We need a Spring Security 5 XML configuration for authentication in a web application using an OpenID Connect provider with but I only found Java configuration examples with spring boot. There is a lot of confusing information in the web for OpenID (without connect!), the old oauth Spring Security extension, oauth 2 Login (without OpenID) or 3rd party implementations. Currently I am trying to convert the code from OAuth2LoginConfigurer into XML but this is not obvious. There seems to be no AuthenticationEntryPoint for example. Can anyone provide a working XML configuration for OpenID Connect?
3 Answers
Indeed, Spring Security 5 does not support XML Namespace for OAuth2Login configuration and likely will not for release 5.2.
The open issue related to this hasn't got much support so I recommend you voice your support if you would like to see it fixed.
Unfortunately, this support won't be added in the upcoming 5.2 release. There are other higher priority items that we're targeting for 5.2. As an FYI, we prioritize tasks based on user demand and given that there are only 2 upvotes on this issue there isn't much demand for it. This doesn't mean we won't add the support though, it just means it's on the lower priority list.
In the meantime, I have added Open ID Connect 1.0 support to my current project by following the reference implementation MITREid Connect.

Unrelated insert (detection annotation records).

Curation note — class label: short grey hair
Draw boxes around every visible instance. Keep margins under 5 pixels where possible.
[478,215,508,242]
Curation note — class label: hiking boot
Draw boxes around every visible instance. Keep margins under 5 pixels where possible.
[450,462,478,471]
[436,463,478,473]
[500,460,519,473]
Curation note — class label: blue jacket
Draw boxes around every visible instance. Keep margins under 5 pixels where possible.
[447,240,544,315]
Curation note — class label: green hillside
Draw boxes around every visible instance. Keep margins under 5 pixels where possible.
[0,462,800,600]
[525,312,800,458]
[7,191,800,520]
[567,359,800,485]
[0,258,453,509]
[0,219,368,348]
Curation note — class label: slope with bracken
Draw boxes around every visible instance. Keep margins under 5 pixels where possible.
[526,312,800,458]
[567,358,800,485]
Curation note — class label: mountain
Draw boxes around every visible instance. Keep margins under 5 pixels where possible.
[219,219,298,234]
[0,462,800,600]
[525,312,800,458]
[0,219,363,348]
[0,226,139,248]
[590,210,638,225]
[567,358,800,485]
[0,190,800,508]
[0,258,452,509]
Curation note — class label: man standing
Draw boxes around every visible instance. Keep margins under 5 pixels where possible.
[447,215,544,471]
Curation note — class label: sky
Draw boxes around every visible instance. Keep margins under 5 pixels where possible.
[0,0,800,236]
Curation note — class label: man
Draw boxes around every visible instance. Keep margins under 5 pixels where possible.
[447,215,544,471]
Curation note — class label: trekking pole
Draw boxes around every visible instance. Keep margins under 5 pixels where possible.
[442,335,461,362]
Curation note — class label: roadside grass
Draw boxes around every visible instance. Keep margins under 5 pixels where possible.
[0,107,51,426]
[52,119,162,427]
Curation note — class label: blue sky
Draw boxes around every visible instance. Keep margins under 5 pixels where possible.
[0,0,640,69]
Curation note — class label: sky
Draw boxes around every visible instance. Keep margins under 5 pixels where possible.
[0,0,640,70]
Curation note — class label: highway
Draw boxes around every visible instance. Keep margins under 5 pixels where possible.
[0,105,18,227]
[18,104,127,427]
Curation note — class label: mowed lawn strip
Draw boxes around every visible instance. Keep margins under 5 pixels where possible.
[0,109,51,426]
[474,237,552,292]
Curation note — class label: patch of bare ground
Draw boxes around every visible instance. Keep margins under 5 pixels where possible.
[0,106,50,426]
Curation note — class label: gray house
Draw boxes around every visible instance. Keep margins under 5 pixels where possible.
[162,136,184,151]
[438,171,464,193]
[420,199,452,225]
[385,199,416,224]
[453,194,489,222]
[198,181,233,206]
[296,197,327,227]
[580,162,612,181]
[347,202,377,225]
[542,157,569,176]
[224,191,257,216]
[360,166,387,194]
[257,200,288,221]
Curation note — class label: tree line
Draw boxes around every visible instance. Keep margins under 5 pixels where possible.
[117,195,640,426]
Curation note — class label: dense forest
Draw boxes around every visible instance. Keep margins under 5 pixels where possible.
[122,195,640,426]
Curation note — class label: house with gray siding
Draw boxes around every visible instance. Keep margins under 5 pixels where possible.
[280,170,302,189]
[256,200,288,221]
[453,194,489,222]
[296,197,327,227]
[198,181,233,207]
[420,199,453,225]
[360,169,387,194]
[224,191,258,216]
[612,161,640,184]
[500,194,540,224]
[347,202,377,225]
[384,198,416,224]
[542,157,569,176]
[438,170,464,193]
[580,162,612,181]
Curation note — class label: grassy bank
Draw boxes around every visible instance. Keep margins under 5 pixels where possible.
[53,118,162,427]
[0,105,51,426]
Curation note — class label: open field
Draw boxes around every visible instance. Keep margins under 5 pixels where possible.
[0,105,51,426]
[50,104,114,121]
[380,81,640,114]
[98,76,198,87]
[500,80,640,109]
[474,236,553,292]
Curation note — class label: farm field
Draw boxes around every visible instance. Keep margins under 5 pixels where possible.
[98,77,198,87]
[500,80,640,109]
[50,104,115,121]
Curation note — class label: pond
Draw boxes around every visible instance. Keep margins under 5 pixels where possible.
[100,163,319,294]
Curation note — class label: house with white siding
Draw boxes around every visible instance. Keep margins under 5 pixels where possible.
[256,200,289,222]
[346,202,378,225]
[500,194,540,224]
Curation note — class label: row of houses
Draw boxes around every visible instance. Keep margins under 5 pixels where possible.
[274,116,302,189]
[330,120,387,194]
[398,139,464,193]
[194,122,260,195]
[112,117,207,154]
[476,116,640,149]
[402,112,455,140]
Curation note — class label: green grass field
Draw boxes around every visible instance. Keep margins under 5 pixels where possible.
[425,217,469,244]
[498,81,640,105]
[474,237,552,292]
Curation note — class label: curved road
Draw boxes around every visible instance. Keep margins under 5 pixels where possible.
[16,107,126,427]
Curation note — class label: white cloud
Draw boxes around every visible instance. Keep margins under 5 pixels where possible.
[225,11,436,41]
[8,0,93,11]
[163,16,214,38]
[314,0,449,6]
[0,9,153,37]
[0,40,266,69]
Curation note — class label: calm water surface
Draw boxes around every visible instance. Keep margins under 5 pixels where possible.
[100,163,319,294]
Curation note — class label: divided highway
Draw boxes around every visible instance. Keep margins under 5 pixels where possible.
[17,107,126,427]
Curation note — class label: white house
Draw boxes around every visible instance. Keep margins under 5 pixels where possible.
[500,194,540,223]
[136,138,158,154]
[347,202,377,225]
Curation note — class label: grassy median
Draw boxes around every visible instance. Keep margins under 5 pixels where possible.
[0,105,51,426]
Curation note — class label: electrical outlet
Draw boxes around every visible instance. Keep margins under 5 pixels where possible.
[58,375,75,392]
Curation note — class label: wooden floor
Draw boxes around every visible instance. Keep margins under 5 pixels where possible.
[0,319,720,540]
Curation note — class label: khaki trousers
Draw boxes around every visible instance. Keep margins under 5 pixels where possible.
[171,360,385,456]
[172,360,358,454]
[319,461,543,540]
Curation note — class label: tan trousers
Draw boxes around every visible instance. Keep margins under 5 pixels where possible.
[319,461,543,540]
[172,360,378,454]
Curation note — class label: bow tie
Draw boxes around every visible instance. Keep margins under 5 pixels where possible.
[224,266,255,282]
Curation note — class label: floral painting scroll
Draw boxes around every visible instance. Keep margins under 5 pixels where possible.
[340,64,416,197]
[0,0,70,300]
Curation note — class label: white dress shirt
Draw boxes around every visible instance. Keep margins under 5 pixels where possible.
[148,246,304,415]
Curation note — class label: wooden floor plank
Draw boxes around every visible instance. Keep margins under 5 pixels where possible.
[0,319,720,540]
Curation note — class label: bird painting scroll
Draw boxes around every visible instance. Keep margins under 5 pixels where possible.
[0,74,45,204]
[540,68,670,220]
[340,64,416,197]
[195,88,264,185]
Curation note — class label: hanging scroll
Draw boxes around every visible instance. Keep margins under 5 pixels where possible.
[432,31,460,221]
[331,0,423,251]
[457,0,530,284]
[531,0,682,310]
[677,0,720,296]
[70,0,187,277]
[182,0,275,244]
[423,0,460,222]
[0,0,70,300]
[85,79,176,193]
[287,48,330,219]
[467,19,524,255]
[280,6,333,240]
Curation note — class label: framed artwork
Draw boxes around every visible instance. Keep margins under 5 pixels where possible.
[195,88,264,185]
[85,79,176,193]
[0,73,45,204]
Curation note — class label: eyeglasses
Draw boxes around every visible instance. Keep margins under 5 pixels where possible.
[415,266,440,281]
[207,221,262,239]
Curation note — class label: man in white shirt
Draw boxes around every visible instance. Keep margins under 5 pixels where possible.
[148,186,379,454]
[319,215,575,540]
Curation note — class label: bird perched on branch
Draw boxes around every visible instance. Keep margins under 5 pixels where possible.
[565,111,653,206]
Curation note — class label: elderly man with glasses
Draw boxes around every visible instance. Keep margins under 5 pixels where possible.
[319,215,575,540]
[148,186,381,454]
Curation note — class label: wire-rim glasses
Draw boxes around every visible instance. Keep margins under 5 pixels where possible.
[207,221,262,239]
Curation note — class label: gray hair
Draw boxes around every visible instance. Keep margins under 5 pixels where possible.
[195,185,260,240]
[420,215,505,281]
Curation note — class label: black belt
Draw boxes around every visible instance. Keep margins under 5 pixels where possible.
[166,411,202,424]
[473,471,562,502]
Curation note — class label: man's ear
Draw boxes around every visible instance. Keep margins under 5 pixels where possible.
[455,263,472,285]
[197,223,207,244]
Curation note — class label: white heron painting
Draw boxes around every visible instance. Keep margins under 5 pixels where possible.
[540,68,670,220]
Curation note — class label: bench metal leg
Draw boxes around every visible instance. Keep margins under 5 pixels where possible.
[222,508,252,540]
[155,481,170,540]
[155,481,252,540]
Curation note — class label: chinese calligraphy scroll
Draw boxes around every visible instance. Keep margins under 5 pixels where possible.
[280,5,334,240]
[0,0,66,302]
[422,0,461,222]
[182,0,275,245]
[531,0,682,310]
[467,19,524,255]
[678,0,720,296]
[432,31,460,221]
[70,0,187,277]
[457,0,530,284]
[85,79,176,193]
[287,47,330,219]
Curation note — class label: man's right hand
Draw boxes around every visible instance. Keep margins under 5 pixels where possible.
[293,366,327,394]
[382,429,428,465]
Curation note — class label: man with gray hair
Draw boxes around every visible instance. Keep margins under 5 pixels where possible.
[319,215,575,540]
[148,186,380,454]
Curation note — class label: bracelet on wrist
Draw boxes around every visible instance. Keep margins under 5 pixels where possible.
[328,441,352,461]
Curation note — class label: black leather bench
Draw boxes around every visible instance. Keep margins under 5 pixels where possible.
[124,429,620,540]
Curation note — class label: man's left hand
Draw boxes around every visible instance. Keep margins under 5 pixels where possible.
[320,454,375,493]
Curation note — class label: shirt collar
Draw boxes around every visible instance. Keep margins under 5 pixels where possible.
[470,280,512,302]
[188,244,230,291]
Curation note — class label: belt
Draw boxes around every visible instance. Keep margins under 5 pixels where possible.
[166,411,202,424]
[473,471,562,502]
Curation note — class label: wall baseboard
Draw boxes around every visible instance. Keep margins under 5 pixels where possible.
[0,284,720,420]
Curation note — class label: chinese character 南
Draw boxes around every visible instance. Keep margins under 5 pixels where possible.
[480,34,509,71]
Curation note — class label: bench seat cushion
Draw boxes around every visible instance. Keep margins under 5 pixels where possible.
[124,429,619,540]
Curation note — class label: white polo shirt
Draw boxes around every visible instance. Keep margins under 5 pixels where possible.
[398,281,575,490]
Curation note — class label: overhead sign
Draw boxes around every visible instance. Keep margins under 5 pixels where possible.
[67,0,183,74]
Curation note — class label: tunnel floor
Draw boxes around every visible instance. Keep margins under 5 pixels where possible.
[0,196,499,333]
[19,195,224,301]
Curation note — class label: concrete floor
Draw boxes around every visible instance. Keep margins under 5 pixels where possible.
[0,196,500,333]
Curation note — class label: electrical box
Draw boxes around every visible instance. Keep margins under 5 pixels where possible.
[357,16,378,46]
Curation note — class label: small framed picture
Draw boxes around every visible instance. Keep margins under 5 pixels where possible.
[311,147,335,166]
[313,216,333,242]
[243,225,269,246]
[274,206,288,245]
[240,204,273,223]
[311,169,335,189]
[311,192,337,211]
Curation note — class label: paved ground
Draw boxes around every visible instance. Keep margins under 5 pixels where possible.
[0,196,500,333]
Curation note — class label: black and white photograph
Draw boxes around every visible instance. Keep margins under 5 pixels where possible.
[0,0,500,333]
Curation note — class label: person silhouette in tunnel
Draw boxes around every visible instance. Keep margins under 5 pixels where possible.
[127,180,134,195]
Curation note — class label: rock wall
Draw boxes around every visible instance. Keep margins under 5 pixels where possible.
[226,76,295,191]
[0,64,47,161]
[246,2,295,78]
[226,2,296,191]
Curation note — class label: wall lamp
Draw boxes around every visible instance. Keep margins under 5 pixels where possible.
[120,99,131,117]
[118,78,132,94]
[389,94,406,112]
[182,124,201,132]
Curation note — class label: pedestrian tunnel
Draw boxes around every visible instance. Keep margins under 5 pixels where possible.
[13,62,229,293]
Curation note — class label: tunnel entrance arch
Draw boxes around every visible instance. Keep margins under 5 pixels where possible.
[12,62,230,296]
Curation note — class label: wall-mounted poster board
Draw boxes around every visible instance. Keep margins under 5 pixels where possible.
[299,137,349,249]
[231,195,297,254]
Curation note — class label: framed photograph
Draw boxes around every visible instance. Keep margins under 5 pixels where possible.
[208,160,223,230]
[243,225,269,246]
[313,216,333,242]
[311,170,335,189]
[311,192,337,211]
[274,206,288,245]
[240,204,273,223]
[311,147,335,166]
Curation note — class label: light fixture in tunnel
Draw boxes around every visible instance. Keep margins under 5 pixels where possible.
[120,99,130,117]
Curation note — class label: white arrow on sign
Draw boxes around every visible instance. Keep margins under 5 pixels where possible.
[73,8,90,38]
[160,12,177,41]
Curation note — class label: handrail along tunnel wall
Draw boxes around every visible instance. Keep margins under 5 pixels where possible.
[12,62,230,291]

While the project was implemented using Spring 4, we have been able to use the client in combination with Spring Security 5 and Spring Security OAuth 2.3.4.
Until the github issue is solved in spring security we use a mix of Java configuration and XML configuration to be able to change parameters without compiling and to switch the XML configuration file for specific deployment.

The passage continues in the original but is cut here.